Novel Mapping Of The Shallow Water INFOMAR Data Set: Towards Irelands First Shallow Water Atlas (NoMans_TIF)

UCC PI’s: Aaron Lim, Andy Wheeler

It is estimated that less than 5% of the seafloor is mapped at a resolution to that of similar studies on land (Wölfl et al., 2019). Despite this, national seabed mapping efforts are not ubiquitous with countries such as Ireland and Norway having mapped significantly more of their seabed territory than other countries. Seabed 2030, a collaborative project between the Nippon Foundation of Japan and the General Bathymetric Chart of the Oceans (GEBCO), aims centralise all available bathymetric data producing a publicly available map of the world ocean floor by 2030 (Mayer et al., 2018). As such, by 2030, there will be extremely large volumes of bathymetric data available. There is a ‘bottleneck’ in the time it takes to analyse this data into policy-ready information as well as data analyses completed in geographic isolation meaning results from area to area and not comparable (Lim et al., in review). Here, we propose a first-order geomorphological-based seabed classification method that can be applied to large volumes of bathymetric data which can reduce time and subjectivity through a standardised approach. Specifically, this report applies various first-order geomorphological-based classifications to segments of the INFOMAR dataset to assess their advantages and disadvantages.

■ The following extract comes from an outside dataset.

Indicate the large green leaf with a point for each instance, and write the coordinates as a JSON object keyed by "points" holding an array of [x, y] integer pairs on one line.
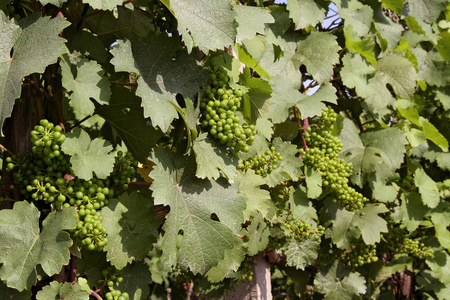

The report shows that while all methods require further testing on other more segments, specifically those with gradational boundaries, they all present specific advantages and disadvantages. Nevertheless, an ensemble approach seems most advantageous. However, it is strongly advised to further test the pure object-based method with more suitable learn-applied machine learning classifiers which have shown promising results in similar studies (Summers et al., in prep.).

The project has 3 main aims (from the original proposal):

Aim 1) collate the datasets already collected by INFOMAR, combine this with data from existing studies and create a geomorphological map of the features on the Irish shelf (<200m bsl)

Aim 2) The development of techniques to map large datasets, especially in areas where ground-truthing is scarce. This will involve automated feature detection and the designation of ‘potential’ habitats

Aim 3) To produce an atlas of seabed features that can be used by a range of stakeholders to benefit the marine sector in Ireland, as well as on an international scale.